3 Beoordeling van het middel
3.1
In cassatie kan worden uitgegaan van de feiten en omstandigheden vermeld in de conclusie van de Advocaat-Generaal onder 1.1-1.5. Samengevat gaat het om het volgende.
(i) Op vordering van de Gemeente is bij vonnis van 23 november 2016 vervroegd de onteigening uitgesproken van een aan [eiseres] in eigendom toebehorend perceel.

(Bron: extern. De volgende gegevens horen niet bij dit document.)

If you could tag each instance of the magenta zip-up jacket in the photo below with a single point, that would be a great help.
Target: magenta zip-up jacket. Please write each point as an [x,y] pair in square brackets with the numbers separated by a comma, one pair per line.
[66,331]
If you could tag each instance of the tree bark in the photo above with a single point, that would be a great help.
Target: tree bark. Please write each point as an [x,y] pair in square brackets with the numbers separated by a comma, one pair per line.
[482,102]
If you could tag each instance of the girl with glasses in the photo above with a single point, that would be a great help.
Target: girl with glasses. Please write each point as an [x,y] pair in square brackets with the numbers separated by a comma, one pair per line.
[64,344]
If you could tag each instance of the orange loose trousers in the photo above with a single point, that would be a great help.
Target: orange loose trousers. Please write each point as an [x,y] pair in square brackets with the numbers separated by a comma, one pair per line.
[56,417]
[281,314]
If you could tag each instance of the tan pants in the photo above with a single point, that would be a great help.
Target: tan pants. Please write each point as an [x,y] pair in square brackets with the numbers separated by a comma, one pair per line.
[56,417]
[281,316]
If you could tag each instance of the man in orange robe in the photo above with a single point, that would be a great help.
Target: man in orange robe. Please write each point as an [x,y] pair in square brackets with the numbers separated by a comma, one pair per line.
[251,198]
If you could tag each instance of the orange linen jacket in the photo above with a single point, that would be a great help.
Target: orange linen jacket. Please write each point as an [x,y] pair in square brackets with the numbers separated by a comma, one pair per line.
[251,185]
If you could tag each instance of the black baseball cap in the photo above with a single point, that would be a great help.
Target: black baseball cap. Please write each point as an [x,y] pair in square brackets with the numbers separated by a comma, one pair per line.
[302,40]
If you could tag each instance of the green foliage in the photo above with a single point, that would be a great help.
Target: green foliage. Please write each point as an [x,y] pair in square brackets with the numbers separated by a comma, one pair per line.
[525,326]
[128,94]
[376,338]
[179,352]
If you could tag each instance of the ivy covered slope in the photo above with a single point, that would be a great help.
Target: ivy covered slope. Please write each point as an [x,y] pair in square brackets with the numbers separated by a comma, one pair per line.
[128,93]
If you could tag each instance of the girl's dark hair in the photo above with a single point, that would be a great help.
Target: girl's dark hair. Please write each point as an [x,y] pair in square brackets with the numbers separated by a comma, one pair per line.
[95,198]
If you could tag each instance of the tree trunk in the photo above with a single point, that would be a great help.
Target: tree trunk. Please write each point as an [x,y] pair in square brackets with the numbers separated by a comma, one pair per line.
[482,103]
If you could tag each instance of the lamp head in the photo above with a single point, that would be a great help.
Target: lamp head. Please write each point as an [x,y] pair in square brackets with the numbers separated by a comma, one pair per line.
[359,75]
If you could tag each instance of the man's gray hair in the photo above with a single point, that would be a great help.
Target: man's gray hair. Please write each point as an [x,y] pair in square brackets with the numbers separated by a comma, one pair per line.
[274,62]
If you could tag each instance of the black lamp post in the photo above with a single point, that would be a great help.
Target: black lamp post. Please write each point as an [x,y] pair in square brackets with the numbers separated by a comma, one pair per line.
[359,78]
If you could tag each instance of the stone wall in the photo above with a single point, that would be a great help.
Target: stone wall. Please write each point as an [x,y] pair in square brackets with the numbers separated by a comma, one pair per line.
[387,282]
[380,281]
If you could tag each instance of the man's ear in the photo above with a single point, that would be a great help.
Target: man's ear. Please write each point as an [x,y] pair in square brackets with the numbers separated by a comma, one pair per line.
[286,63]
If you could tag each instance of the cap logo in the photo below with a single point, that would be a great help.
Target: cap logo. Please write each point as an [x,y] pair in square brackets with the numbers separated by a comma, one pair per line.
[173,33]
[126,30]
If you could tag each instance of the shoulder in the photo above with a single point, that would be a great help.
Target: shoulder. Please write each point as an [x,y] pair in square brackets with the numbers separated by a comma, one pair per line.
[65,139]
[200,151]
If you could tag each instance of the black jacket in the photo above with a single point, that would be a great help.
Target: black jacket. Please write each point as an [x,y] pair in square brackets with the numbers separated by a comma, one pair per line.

(ii) De rechtbank heeft op de voet van art. 54i Onteigeningswet (hierna: Ow) het voorschot op de schadeloosstelling bepaald op 90% van het door de Gemeente aangeboden bedrag van € 2.700.000,--, zijnde € 2.430.000,--, en heeft overwogen (rov. 2.11) dat zekerheidstelling als bedoeld in art. 54i lid 4 Ow achterwege kan blijven.
3.2
De klachten van onderdeel 1 kunnen niet tot cassatie leiden. Dit behoeft, gezien art. 81 lid 1 RO, geen nadere motivering nu die klachten niet nopen tot beantwoording van rechtsvragen in het belang van de rechtseenheid of de rechtsontwikkeling.
3.3.1
Onderdeel 2 klaagt dat het oordeel van de rechtbank met betrekking tot de zekerheidstelling getuigt van een onjuiste rechtsopvatting.
3.3.2
De rechtbank heeft miskend dat art. 54i lid 4 Ow ongeclausuleerd imperatief is geformuleerd. Het artikel houdt in, voor zover thans van belang, dat de rechtbank voor de onteigende partij een som als zekerheid bepaalt voor de voldoening van de verschuldigde schadeloosstelling. Mede gelet op de wetsgeschiedenis van dit artikel, waarin wordt vermeld dat zekerheidstelling om redenen van constitutionele aard niet kan worden beperkt tot de gevallen waarin de onteigende partij daarom verzoekt (Kamerstukken II 1970/1971, 10 590, nr. 5, p. 18), heeft de rechtbank ten onrechte overwogen dat zekerheidstelling achterwege kan blijven (vgl. HR 8 februari 2013, ECLI:NL:HR:2013:BY2638). Zekerheidstelling kan pas achterwege blijven als de onteigende partij door middel van een ondubbelzinnige wilsverklaring afstand heeft gedaan van haar recht daarop (vgl. HR 23 december 2011, ECLI:NL:HR:2011:BU4934, NJ 2012/22). Van een zodanige afstand is in het onderhavige geding niet gebleken. De klacht is dus gegrond.
3.3.3
Het bestreden vonnis dient derhalve te worden vernietigd voor zover de rechtbank heeft nagelaten de hiervoor in 3.3.2 bedoelde zekerheid te bepalen. De Hoge Raad kan zelf de zaak afdoen door alsnog een som als zekerheid te bepalen. Ingevolge art. 54i lid 4 Ow wordt die som ingeval daaromtrent tussen partijen geen overeenstemming is bereikt, bepaald op ten minste het bedrag dat is aangeboden, verminderd met het voorschot. De Hoge Raad zal de som bepalen op € 270.000,-- (€ 2.700.000,-- minus € 2.430.000,--).
4 Beslissing
De Hoge Raad:
vernietigt het vonnis van de rechtbank Den Haag van 23 november 2016, doch uitsluitend voor zover daarin niet de hiervoor in 3.3.3 bedoelde zekerheid is bepaald;
bepaalt dat de Gemeente voor een bedrag van € 270.000,-- zekerheid zal stellen voor de aan [eiseres] toekomende schadeloosstelling door dit bedrag te storten op de derdengeldrekening van een door [eiseres] aan te wijzen notaris;
veroordeelt de Gemeente in de kosten van het geding in cassatie, tot op deze uitspraak aan de zijde van [eiseres] begroot op € 945,99 aan verschotten en € 2.600,-- voor salaris.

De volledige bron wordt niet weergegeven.